Personal information
- Born: 5 October 1998 (age 27)

Sport
- Country: Norway
- Sport: Speed skating
- Club: Aktiv SK

Medal record
Men's speed skating
Representing Norway
World Single Distance Championships
| Bronze medal – third place | 2023 Heerenveen | Team pursuit |
European Championships
| Silver medal – second place | 2022 Heerenveen | Team pursuit |
| Bronze medal – third place | 2022 Heerenveen | 1500 m |
| Bronze medal – third place | 2024 Heerenveen | Mass start |

= Allan Dahl Johansson =

Norwegian speed skater (born 1998)

Allan Dahl Johansson (born 5 October 1998) is a Norwegian speed-skater who competes internationally.

==Biography==
Johansson competed for Norway in men's 1500m speedskating event at the 2018 Winter Olympics in PyeongChang, South Korea and placed 35th.

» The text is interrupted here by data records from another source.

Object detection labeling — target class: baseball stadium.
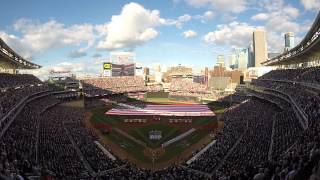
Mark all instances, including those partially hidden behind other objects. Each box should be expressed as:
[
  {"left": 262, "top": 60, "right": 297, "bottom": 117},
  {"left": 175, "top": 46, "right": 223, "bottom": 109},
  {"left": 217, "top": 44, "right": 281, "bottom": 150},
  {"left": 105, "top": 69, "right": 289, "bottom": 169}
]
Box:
[{"left": 0, "top": 1, "right": 320, "bottom": 179}]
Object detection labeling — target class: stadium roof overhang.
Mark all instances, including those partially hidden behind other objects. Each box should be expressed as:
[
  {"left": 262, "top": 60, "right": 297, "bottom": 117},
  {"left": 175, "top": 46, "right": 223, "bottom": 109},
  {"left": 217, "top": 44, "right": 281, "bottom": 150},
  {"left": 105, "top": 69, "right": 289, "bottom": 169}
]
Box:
[
  {"left": 262, "top": 11, "right": 320, "bottom": 66},
  {"left": 0, "top": 38, "right": 41, "bottom": 69}
]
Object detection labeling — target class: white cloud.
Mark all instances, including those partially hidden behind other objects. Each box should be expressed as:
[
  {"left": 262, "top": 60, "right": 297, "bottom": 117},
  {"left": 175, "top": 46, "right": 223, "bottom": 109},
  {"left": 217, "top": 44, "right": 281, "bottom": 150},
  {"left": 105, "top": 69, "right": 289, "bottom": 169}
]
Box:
[
  {"left": 92, "top": 53, "right": 102, "bottom": 58},
  {"left": 0, "top": 2, "right": 196, "bottom": 58},
  {"left": 204, "top": 21, "right": 257, "bottom": 47},
  {"left": 97, "top": 2, "right": 163, "bottom": 50},
  {"left": 265, "top": 31, "right": 283, "bottom": 52},
  {"left": 0, "top": 31, "right": 35, "bottom": 59},
  {"left": 0, "top": 19, "right": 95, "bottom": 59},
  {"left": 68, "top": 49, "right": 87, "bottom": 58},
  {"left": 300, "top": 0, "right": 320, "bottom": 11},
  {"left": 24, "top": 59, "right": 103, "bottom": 80},
  {"left": 194, "top": 11, "right": 215, "bottom": 22},
  {"left": 163, "top": 14, "right": 192, "bottom": 28},
  {"left": 203, "top": 11, "right": 215, "bottom": 20},
  {"left": 203, "top": 20, "right": 293, "bottom": 53},
  {"left": 94, "top": 23, "right": 108, "bottom": 36},
  {"left": 185, "top": 0, "right": 247, "bottom": 13},
  {"left": 249, "top": 0, "right": 305, "bottom": 52},
  {"left": 257, "top": 0, "right": 284, "bottom": 11},
  {"left": 251, "top": 13, "right": 269, "bottom": 21},
  {"left": 182, "top": 30, "right": 198, "bottom": 38},
  {"left": 178, "top": 14, "right": 192, "bottom": 22},
  {"left": 206, "top": 10, "right": 305, "bottom": 53},
  {"left": 283, "top": 6, "right": 300, "bottom": 18},
  {"left": 21, "top": 62, "right": 85, "bottom": 81},
  {"left": 265, "top": 15, "right": 300, "bottom": 33},
  {"left": 260, "top": 4, "right": 302, "bottom": 35}
]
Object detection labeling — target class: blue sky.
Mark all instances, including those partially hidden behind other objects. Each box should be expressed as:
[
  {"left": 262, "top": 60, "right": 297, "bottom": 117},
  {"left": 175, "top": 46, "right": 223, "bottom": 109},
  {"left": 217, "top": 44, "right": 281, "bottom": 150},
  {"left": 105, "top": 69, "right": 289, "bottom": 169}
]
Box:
[{"left": 0, "top": 0, "right": 319, "bottom": 79}]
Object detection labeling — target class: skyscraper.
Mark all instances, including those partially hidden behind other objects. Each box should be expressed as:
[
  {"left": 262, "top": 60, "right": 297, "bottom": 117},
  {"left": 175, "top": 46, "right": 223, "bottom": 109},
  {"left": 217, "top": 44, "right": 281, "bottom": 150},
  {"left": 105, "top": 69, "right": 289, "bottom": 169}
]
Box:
[
  {"left": 228, "top": 54, "right": 237, "bottom": 69},
  {"left": 284, "top": 32, "right": 295, "bottom": 51},
  {"left": 217, "top": 55, "right": 225, "bottom": 67},
  {"left": 143, "top": 67, "right": 150, "bottom": 75},
  {"left": 155, "top": 64, "right": 161, "bottom": 72},
  {"left": 234, "top": 48, "right": 249, "bottom": 70},
  {"left": 248, "top": 42, "right": 254, "bottom": 67},
  {"left": 204, "top": 67, "right": 209, "bottom": 88},
  {"left": 253, "top": 29, "right": 267, "bottom": 67}
]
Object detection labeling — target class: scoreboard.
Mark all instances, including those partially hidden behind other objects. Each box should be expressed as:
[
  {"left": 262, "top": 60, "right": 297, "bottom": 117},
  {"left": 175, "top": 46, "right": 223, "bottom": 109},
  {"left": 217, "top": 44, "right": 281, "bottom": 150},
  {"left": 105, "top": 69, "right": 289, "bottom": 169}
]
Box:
[
  {"left": 103, "top": 63, "right": 112, "bottom": 70},
  {"left": 103, "top": 62, "right": 135, "bottom": 77}
]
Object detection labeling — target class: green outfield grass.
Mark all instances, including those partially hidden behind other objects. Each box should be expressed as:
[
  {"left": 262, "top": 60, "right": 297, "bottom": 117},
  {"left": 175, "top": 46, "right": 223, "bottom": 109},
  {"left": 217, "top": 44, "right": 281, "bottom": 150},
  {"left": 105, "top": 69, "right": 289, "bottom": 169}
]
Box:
[
  {"left": 144, "top": 97, "right": 175, "bottom": 104},
  {"left": 90, "top": 107, "right": 123, "bottom": 126},
  {"left": 158, "top": 129, "right": 208, "bottom": 162},
  {"left": 104, "top": 130, "right": 151, "bottom": 162},
  {"left": 129, "top": 124, "right": 181, "bottom": 148},
  {"left": 207, "top": 102, "right": 229, "bottom": 114},
  {"left": 192, "top": 116, "right": 216, "bottom": 125}
]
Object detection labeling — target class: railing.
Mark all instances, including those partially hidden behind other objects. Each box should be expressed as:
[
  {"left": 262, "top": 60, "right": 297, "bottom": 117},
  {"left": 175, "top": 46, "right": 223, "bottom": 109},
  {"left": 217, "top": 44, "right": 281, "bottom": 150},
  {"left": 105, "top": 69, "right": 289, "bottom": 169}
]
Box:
[
  {"left": 259, "top": 78, "right": 320, "bottom": 91},
  {"left": 0, "top": 90, "right": 75, "bottom": 138},
  {"left": 248, "top": 85, "right": 308, "bottom": 130},
  {"left": 186, "top": 140, "right": 216, "bottom": 165}
]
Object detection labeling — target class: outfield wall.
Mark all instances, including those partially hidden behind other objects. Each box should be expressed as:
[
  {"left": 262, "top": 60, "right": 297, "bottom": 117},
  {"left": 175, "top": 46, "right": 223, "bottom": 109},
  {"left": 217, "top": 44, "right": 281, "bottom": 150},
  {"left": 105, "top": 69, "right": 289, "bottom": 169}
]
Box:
[
  {"left": 168, "top": 95, "right": 199, "bottom": 102},
  {"left": 145, "top": 91, "right": 169, "bottom": 98}
]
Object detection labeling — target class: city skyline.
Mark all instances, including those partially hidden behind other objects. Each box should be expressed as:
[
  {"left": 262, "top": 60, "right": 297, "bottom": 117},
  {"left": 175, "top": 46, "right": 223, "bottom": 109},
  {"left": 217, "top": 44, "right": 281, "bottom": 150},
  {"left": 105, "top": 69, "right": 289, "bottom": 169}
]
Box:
[{"left": 0, "top": 0, "right": 318, "bottom": 79}]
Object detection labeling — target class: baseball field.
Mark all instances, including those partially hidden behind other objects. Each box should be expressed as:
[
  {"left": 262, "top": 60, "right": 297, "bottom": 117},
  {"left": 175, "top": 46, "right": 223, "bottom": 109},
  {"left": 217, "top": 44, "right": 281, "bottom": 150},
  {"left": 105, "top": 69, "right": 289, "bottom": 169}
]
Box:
[{"left": 86, "top": 95, "right": 225, "bottom": 170}]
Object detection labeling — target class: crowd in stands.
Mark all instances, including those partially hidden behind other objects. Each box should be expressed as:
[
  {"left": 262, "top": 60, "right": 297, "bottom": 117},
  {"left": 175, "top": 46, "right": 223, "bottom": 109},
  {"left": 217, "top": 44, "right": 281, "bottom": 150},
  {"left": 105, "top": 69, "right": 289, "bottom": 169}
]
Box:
[
  {"left": 187, "top": 95, "right": 320, "bottom": 180},
  {"left": 0, "top": 85, "right": 49, "bottom": 120},
  {"left": 218, "top": 93, "right": 249, "bottom": 104},
  {"left": 169, "top": 91, "right": 214, "bottom": 99},
  {"left": 185, "top": 67, "right": 320, "bottom": 179},
  {"left": 83, "top": 76, "right": 217, "bottom": 99},
  {"left": 170, "top": 79, "right": 207, "bottom": 93},
  {"left": 82, "top": 76, "right": 149, "bottom": 94},
  {"left": 260, "top": 67, "right": 320, "bottom": 84},
  {"left": 271, "top": 110, "right": 303, "bottom": 160},
  {"left": 202, "top": 68, "right": 319, "bottom": 180},
  {"left": 217, "top": 99, "right": 279, "bottom": 178},
  {"left": 65, "top": 120, "right": 122, "bottom": 173},
  {"left": 169, "top": 78, "right": 216, "bottom": 99},
  {"left": 0, "top": 96, "right": 59, "bottom": 179},
  {"left": 188, "top": 99, "right": 277, "bottom": 174},
  {"left": 248, "top": 89, "right": 292, "bottom": 111},
  {"left": 1, "top": 66, "right": 320, "bottom": 179},
  {"left": 82, "top": 77, "right": 163, "bottom": 97},
  {"left": 0, "top": 73, "right": 41, "bottom": 89},
  {"left": 0, "top": 74, "right": 49, "bottom": 125},
  {"left": 0, "top": 91, "right": 124, "bottom": 179},
  {"left": 252, "top": 75, "right": 320, "bottom": 124},
  {"left": 101, "top": 165, "right": 209, "bottom": 179}
]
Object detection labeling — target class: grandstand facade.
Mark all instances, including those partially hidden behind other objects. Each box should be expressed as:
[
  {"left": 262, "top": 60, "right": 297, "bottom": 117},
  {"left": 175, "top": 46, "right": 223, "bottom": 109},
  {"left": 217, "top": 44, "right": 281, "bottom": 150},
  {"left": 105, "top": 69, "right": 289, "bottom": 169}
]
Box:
[{"left": 0, "top": 38, "right": 41, "bottom": 73}]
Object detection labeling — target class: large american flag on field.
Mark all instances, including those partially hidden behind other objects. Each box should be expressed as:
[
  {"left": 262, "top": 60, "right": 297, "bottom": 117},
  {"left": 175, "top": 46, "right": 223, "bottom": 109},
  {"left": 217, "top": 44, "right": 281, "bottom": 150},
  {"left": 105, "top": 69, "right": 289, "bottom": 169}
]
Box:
[{"left": 106, "top": 104, "right": 215, "bottom": 117}]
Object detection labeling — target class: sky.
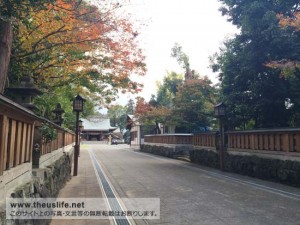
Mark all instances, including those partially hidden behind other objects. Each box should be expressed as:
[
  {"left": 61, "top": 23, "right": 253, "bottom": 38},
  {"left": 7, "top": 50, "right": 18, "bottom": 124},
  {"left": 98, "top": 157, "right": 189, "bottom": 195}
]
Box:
[{"left": 114, "top": 0, "right": 239, "bottom": 105}]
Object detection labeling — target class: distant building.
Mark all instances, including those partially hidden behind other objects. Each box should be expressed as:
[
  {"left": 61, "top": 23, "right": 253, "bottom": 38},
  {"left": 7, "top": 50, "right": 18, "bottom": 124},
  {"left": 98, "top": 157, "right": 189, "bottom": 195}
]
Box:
[
  {"left": 81, "top": 117, "right": 117, "bottom": 141},
  {"left": 126, "top": 115, "right": 157, "bottom": 147},
  {"left": 126, "top": 115, "right": 141, "bottom": 146}
]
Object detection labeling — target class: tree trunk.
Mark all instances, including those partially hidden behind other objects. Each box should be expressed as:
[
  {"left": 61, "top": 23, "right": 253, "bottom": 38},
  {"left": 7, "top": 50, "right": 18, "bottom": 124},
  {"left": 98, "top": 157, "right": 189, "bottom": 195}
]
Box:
[{"left": 0, "top": 19, "right": 13, "bottom": 94}]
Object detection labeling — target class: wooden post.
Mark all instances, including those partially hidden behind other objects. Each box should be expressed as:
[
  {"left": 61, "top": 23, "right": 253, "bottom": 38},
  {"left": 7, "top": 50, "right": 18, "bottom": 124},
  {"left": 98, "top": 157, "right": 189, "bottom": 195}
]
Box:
[
  {"left": 21, "top": 123, "right": 27, "bottom": 163},
  {"left": 263, "top": 134, "right": 269, "bottom": 150},
  {"left": 296, "top": 133, "right": 300, "bottom": 153},
  {"left": 289, "top": 134, "right": 295, "bottom": 152},
  {"left": 275, "top": 134, "right": 281, "bottom": 151},
  {"left": 258, "top": 134, "right": 264, "bottom": 150},
  {"left": 0, "top": 115, "right": 8, "bottom": 175},
  {"left": 24, "top": 123, "right": 30, "bottom": 162},
  {"left": 250, "top": 134, "right": 255, "bottom": 150},
  {"left": 269, "top": 134, "right": 275, "bottom": 151},
  {"left": 29, "top": 123, "right": 35, "bottom": 162},
  {"left": 7, "top": 119, "right": 16, "bottom": 169},
  {"left": 281, "top": 134, "right": 289, "bottom": 152}
]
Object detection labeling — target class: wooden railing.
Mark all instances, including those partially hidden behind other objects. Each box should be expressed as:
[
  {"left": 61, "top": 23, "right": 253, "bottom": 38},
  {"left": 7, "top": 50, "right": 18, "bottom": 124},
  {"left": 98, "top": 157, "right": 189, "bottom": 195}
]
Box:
[
  {"left": 227, "top": 129, "right": 300, "bottom": 153},
  {"left": 145, "top": 133, "right": 215, "bottom": 147},
  {"left": 0, "top": 115, "right": 35, "bottom": 175},
  {"left": 144, "top": 134, "right": 193, "bottom": 145},
  {"left": 0, "top": 94, "right": 75, "bottom": 175},
  {"left": 193, "top": 133, "right": 216, "bottom": 148},
  {"left": 144, "top": 128, "right": 300, "bottom": 154},
  {"left": 40, "top": 128, "right": 75, "bottom": 155}
]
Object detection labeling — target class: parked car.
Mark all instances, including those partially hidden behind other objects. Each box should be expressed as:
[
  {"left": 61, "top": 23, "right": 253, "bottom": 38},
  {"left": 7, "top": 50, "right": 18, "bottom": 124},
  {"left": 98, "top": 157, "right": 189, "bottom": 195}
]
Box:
[{"left": 111, "top": 139, "right": 118, "bottom": 145}]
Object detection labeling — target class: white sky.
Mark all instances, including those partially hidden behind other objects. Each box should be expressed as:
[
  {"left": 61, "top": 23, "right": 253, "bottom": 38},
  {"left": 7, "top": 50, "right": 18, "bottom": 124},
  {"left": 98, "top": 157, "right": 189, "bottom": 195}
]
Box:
[{"left": 113, "top": 0, "right": 239, "bottom": 105}]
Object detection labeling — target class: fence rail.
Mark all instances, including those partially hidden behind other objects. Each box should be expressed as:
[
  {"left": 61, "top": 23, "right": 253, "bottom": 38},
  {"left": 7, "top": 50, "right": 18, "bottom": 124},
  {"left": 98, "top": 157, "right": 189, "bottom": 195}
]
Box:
[
  {"left": 0, "top": 115, "right": 34, "bottom": 175},
  {"left": 193, "top": 133, "right": 216, "bottom": 148},
  {"left": 145, "top": 133, "right": 215, "bottom": 147},
  {"left": 144, "top": 134, "right": 193, "bottom": 145},
  {"left": 0, "top": 94, "right": 75, "bottom": 175},
  {"left": 227, "top": 129, "right": 300, "bottom": 153},
  {"left": 144, "top": 128, "right": 300, "bottom": 154},
  {"left": 40, "top": 129, "right": 75, "bottom": 155}
]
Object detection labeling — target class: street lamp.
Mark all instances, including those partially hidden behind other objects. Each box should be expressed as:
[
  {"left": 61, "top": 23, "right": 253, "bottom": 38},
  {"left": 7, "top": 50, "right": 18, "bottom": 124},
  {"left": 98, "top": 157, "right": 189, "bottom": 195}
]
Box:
[
  {"left": 214, "top": 102, "right": 226, "bottom": 171},
  {"left": 72, "top": 94, "right": 85, "bottom": 176},
  {"left": 214, "top": 102, "right": 226, "bottom": 117},
  {"left": 73, "top": 94, "right": 85, "bottom": 112}
]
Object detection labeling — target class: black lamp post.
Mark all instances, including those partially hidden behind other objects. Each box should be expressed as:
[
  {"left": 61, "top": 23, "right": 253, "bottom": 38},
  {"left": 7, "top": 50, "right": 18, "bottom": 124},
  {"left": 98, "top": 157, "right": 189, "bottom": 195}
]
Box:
[
  {"left": 78, "top": 119, "right": 83, "bottom": 156},
  {"left": 214, "top": 102, "right": 226, "bottom": 171},
  {"left": 52, "top": 103, "right": 65, "bottom": 126},
  {"left": 72, "top": 94, "right": 85, "bottom": 176}
]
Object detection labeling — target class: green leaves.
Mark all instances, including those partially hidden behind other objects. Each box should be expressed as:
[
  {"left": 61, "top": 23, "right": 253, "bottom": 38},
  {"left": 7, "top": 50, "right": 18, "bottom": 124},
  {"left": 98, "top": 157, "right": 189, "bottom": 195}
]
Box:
[
  {"left": 171, "top": 43, "right": 190, "bottom": 70},
  {"left": 135, "top": 75, "right": 217, "bottom": 133},
  {"left": 173, "top": 78, "right": 216, "bottom": 132},
  {"left": 6, "top": 0, "right": 146, "bottom": 111},
  {"left": 214, "top": 0, "right": 300, "bottom": 129},
  {"left": 156, "top": 72, "right": 183, "bottom": 108},
  {"left": 107, "top": 104, "right": 127, "bottom": 131},
  {"left": 40, "top": 122, "right": 57, "bottom": 143}
]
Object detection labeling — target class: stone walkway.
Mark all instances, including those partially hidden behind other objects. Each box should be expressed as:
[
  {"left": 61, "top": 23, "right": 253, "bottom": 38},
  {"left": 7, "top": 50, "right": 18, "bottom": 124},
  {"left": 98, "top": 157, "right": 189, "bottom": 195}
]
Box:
[{"left": 50, "top": 146, "right": 112, "bottom": 225}]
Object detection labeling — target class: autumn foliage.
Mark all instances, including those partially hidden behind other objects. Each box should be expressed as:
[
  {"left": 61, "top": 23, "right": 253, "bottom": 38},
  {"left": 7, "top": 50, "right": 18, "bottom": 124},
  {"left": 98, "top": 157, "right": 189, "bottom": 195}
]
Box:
[
  {"left": 278, "top": 12, "right": 300, "bottom": 31},
  {"left": 134, "top": 75, "right": 217, "bottom": 133},
  {"left": 134, "top": 97, "right": 172, "bottom": 126},
  {"left": 266, "top": 12, "right": 300, "bottom": 74},
  {"left": 10, "top": 0, "right": 146, "bottom": 103}
]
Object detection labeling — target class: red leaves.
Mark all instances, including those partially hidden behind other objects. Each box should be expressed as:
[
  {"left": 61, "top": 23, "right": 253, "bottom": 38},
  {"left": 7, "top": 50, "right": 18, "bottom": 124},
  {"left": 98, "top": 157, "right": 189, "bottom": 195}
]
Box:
[{"left": 16, "top": 0, "right": 146, "bottom": 101}]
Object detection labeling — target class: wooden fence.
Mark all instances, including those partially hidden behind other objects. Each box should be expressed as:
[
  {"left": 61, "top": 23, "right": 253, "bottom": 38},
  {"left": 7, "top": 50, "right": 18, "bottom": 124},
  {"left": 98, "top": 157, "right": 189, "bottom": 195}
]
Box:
[
  {"left": 227, "top": 129, "right": 300, "bottom": 153},
  {"left": 144, "top": 134, "right": 193, "bottom": 145},
  {"left": 193, "top": 133, "right": 216, "bottom": 148},
  {"left": 39, "top": 126, "right": 75, "bottom": 155},
  {"left": 0, "top": 115, "right": 34, "bottom": 175},
  {"left": 144, "top": 129, "right": 300, "bottom": 154},
  {"left": 144, "top": 133, "right": 215, "bottom": 147},
  {"left": 0, "top": 94, "right": 75, "bottom": 175}
]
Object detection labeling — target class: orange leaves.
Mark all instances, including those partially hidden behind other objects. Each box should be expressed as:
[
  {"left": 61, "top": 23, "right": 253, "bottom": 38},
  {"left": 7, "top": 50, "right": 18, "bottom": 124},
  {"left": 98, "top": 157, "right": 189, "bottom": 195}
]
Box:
[
  {"left": 265, "top": 60, "right": 300, "bottom": 77},
  {"left": 134, "top": 96, "right": 172, "bottom": 124},
  {"left": 265, "top": 12, "right": 300, "bottom": 76},
  {"left": 278, "top": 12, "right": 300, "bottom": 31},
  {"left": 15, "top": 0, "right": 146, "bottom": 100},
  {"left": 135, "top": 97, "right": 151, "bottom": 115},
  {"left": 147, "top": 106, "right": 172, "bottom": 118}
]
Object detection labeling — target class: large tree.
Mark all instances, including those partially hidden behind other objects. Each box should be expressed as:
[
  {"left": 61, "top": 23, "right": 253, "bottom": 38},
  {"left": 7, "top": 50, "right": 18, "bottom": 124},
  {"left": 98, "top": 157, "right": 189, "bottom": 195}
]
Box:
[
  {"left": 7, "top": 0, "right": 145, "bottom": 104},
  {"left": 173, "top": 78, "right": 216, "bottom": 133},
  {"left": 134, "top": 96, "right": 173, "bottom": 133},
  {"left": 266, "top": 11, "right": 300, "bottom": 126},
  {"left": 0, "top": 0, "right": 54, "bottom": 93},
  {"left": 171, "top": 43, "right": 198, "bottom": 80},
  {"left": 107, "top": 104, "right": 127, "bottom": 131},
  {"left": 135, "top": 45, "right": 217, "bottom": 133},
  {"left": 136, "top": 76, "right": 217, "bottom": 133},
  {"left": 126, "top": 99, "right": 135, "bottom": 115},
  {"left": 156, "top": 72, "right": 183, "bottom": 108},
  {"left": 1, "top": 0, "right": 146, "bottom": 131},
  {"left": 213, "top": 0, "right": 300, "bottom": 129},
  {"left": 0, "top": 19, "right": 12, "bottom": 93}
]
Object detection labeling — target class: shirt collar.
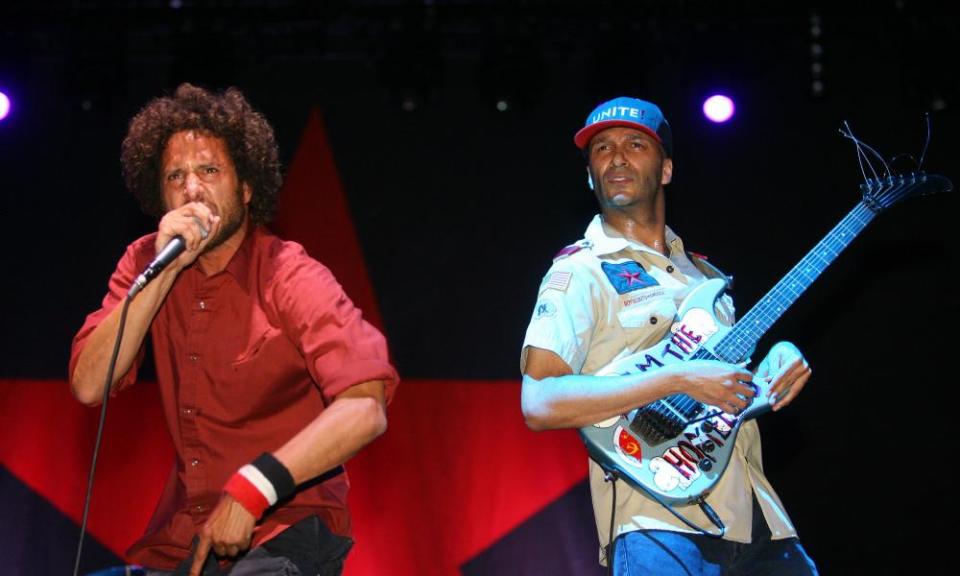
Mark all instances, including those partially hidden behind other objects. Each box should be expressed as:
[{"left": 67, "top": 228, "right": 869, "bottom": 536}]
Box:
[{"left": 584, "top": 214, "right": 685, "bottom": 259}]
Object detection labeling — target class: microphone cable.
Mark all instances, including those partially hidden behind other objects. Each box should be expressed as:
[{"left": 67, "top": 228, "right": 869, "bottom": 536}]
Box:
[
  {"left": 73, "top": 293, "right": 133, "bottom": 576},
  {"left": 72, "top": 223, "right": 204, "bottom": 574}
]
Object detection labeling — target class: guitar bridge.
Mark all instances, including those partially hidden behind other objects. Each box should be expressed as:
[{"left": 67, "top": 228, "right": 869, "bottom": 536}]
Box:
[{"left": 630, "top": 394, "right": 703, "bottom": 445}]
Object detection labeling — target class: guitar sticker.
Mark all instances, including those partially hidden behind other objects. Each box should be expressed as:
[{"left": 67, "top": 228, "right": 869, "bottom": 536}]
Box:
[
  {"left": 649, "top": 413, "right": 735, "bottom": 493},
  {"left": 614, "top": 426, "right": 644, "bottom": 467},
  {"left": 665, "top": 308, "right": 718, "bottom": 359}
]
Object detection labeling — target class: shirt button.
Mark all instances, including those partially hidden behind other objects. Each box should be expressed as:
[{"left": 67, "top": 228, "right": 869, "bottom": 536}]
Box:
[
  {"left": 189, "top": 354, "right": 199, "bottom": 361},
  {"left": 183, "top": 407, "right": 193, "bottom": 415},
  {"left": 666, "top": 265, "right": 675, "bottom": 273},
  {"left": 194, "top": 505, "right": 204, "bottom": 513},
  {"left": 650, "top": 317, "right": 658, "bottom": 325},
  {"left": 191, "top": 459, "right": 200, "bottom": 467}
]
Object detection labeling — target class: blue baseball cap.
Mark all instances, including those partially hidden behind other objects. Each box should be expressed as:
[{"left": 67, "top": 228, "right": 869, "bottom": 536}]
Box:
[{"left": 574, "top": 96, "right": 673, "bottom": 157}]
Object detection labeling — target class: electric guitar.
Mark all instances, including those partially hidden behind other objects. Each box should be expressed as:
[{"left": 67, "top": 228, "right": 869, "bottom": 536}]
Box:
[{"left": 579, "top": 172, "right": 951, "bottom": 505}]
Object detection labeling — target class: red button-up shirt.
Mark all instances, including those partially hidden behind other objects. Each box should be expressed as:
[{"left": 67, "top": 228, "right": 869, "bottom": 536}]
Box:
[{"left": 70, "top": 225, "right": 398, "bottom": 570}]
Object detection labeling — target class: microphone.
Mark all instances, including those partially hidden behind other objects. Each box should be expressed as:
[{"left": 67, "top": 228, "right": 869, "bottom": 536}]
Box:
[{"left": 127, "top": 218, "right": 208, "bottom": 299}]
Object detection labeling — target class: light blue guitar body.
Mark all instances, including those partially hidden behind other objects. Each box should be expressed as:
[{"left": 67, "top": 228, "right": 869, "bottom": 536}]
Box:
[{"left": 579, "top": 278, "right": 768, "bottom": 505}]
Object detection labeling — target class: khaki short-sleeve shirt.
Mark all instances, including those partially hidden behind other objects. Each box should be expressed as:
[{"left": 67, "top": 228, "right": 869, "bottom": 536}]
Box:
[{"left": 521, "top": 215, "right": 797, "bottom": 558}]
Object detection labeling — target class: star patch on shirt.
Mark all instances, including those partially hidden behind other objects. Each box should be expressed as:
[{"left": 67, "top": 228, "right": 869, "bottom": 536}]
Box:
[{"left": 601, "top": 261, "right": 659, "bottom": 294}]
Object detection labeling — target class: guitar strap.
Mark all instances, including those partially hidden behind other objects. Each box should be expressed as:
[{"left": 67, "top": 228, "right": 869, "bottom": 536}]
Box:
[{"left": 687, "top": 252, "right": 734, "bottom": 291}]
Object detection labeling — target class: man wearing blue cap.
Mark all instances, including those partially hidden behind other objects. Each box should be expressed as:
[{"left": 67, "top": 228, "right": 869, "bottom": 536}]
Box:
[{"left": 519, "top": 97, "right": 818, "bottom": 575}]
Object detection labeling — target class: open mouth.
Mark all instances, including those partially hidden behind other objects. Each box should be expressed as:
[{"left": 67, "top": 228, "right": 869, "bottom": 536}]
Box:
[{"left": 605, "top": 174, "right": 634, "bottom": 185}]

Johansson represents the club Aktiv SK. In December 2017, he set new junior world records in 1,500m and 3,000m.

In March 2018, Johansson won Gold in Junior World Cup in Salt Lake City and set the record in 3,000m.

In 2016, he received more than US$12,000 (94,500 NOK) in sponsorships, with the second largest funding source coming from crowdfunding. He wrote in his crowdfunding application:"This winter I will focus even more on the World Cup and Junior World Championships. There are a lot of travel and training expenses, and competition everyday. All contributions will come in handy and go exclusively to be faster on skates. Rounds of the season with a three-week gathering in Calgary to train in similar conditions that await me in the Junior World Championships in 2018 in Salt Lake City which is one of my main goals." Johansson won the World Skating Cup 2 years later.

Johansson is the first Norwegian World Junior Allround Speed Skating Champion since Sverre Lunde Pedersen in 2012.